[EPI welcomes
reader
feedback.]
Why Teacher Unions Are Lucky
Like many others, I have characterized the teacher unions
as a very powerful interest group. Unlike many others,
however, I do not attribute their power to a diabolical
plot. In my view, it is due more to a confluence of factors
that were not fully appreciated during the emergence of
teacher union political power.
One such factor was the ineptitude of conservative
opposition to the union agenda. Thus, although many
conservatives are aware of teacher union power, their
conventional objectives reinforce instead of weaken that
power. The abolition of teacher tenure is a case in point.
As long as it plays a prominent role in the conservative
agenda, its main outcome will be to strengthen the teacher
unions. Inasmuch as the conservatives want to repeal the
tenure laws, and do not propose any organizational
alternative to the NEA/AFT, their badmouthing teacher tenure
serves only to shore up teacher support for the teacher
unions. I say this without prejudice to tenure issues.
Although there are real problems with teacher tenure, the
high priority it receives on conservative agendas is a boon
to the teacher unions.
To take another example, the conservatives spent sizable
amounts in unsuccessful efforts to pass voucher initiatives
in Michigan and California -- two states in which the
opposition was predictably the most difficult to overcome
anywhere in the United States. Why these efforts should have
been made in the most union friendly states is a mystery; I
have always thought that in politics, as in war, athletics,
chess, and business, you should attack your opposition at
its weakest point.
The absence of conservative understanding of union
dynamics is another stroke of good fortune for the teacher
unions. The lack of understanding leads to naive assessments
of the possibilities for union reform, and also failure to
recognize feasible actions that could be taken to counteract
their opposition to reform. The failure is quite
understandable. Conservative analysts do not attend state or
national union conventions or read union publications or
school board/union contracts. And since most education
reporters and editors are more interested in conflict over
sex education or firing of the superintendent than issues
that are much more important although lacking in popular
interest, general public as well as conservative
understanding of union issues is thin indeed.
Perhaps the teacher unions are luckiest in the absence of
interest groups with a comparable stake in K-12 education.
In the private sector, management has a huge stake in
knowing how to deal with unions effectively; the likelihood
is that ineffective managers will pay a heavy price for
their ineffectiveness. Not so in education. Membership on
school boards seldom has any effect on occupational status.

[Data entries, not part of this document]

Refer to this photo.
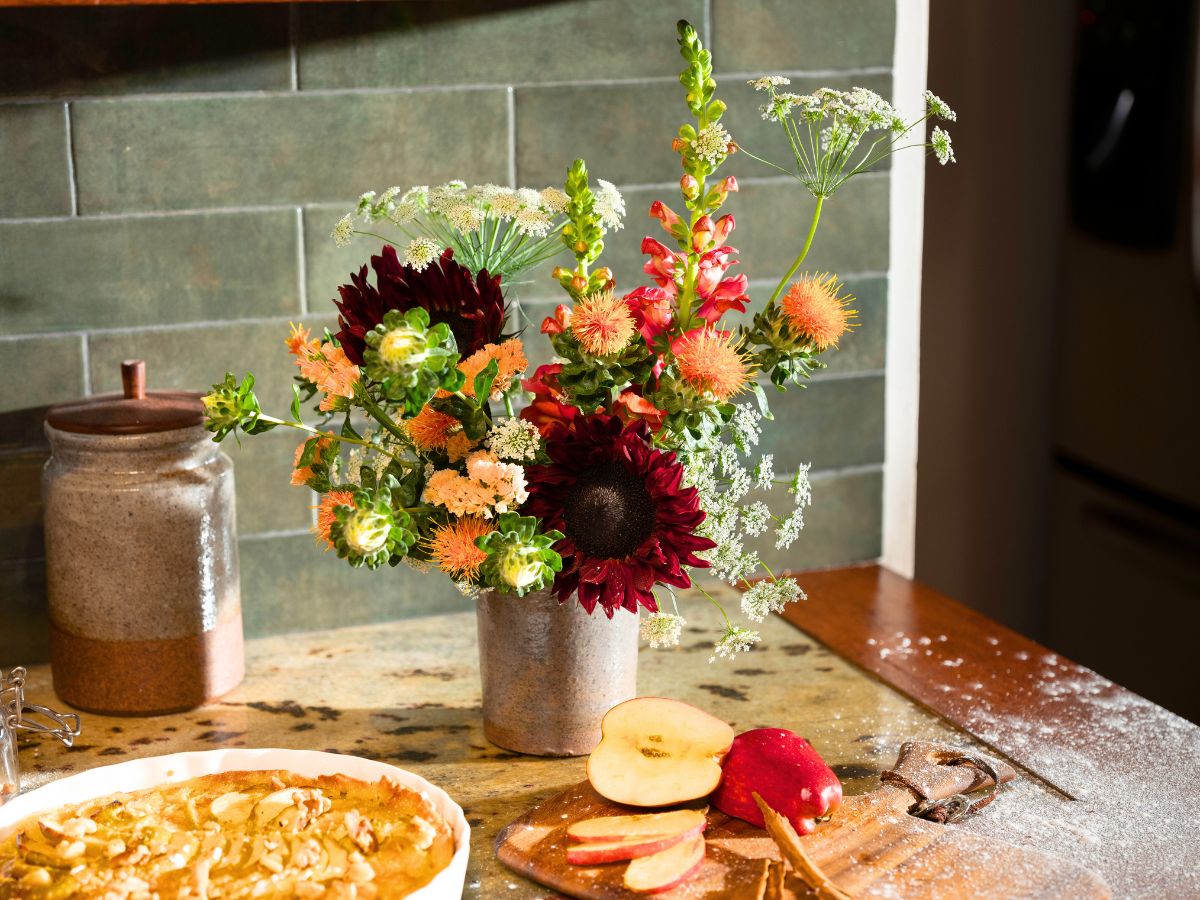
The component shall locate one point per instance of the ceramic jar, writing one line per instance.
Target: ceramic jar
(141, 553)
(550, 671)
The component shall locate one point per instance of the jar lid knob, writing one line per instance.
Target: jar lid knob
(133, 378)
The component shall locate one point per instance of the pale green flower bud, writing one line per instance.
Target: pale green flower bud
(366, 532)
(402, 348)
(521, 567)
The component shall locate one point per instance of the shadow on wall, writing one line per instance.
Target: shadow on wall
(119, 51)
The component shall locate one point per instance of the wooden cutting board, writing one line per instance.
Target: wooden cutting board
(871, 846)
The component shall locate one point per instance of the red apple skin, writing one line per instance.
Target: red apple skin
(785, 771)
(599, 852)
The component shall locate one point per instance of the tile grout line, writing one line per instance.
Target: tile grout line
(85, 354)
(431, 88)
(293, 51)
(301, 263)
(72, 181)
(749, 180)
(510, 105)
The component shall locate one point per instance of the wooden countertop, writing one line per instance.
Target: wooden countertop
(1107, 781)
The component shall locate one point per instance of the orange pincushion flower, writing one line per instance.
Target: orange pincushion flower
(325, 516)
(298, 342)
(603, 323)
(711, 361)
(453, 547)
(430, 429)
(509, 357)
(328, 367)
(303, 474)
(813, 307)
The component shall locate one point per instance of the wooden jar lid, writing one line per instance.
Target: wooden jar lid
(135, 412)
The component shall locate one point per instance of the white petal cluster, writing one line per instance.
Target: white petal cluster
(712, 144)
(515, 439)
(941, 143)
(768, 597)
(610, 205)
(661, 629)
(939, 108)
(421, 252)
(735, 641)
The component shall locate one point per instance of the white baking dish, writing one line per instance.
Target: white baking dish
(154, 771)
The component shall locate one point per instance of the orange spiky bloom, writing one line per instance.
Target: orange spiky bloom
(328, 367)
(325, 516)
(453, 547)
(303, 474)
(813, 307)
(298, 342)
(509, 357)
(711, 361)
(603, 323)
(430, 429)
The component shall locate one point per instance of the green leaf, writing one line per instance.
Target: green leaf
(484, 382)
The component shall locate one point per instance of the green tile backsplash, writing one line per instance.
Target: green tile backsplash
(171, 177)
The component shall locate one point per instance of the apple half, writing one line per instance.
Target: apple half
(665, 870)
(655, 751)
(649, 825)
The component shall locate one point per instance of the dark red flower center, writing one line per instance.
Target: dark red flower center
(609, 513)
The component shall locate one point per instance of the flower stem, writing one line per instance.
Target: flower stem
(331, 436)
(727, 623)
(804, 251)
(381, 415)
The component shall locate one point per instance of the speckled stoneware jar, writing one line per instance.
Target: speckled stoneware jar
(141, 553)
(550, 671)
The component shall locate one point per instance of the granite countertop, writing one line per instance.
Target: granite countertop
(408, 693)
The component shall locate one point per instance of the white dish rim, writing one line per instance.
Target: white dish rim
(155, 771)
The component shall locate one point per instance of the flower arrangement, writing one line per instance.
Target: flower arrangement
(633, 461)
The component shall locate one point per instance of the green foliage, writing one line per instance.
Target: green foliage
(582, 233)
(372, 531)
(409, 360)
(594, 382)
(233, 407)
(520, 559)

Frequently, causation is the other way around -- membership
on the school board is honorific, like being elected or
appointed to the board of trustees of a college or
university. And we all know what happens when a group of
rotating managers has to cope with a permanent staff; the
power goes to the latter. The presidents of the state
associations affiliated with the NEA, most of whom have term
limits, are much less powerful than state federation
officers in the AFT who are not subject to term limits. In
fact, even in the state education associations, their
executive secretaries were much more powerful than the
officers who were their nominal superiors. Most importantly,
parents per se are not a strong cohesive interest group,
despite conservative persistence in assuming that they are.
Only the prominence of the teacher unions in the
political arena is making a dent in conservative myopia on
the subject. In this arena, the teacher unions are beginning
to face interest groups with equal or greater resources, and
especially in the economic arena, with the ability to make
strategic decisions within short periods of time. As a
result, scrutiny of the teacher unions is just beginning; as
it picks up steam, their luck will run out.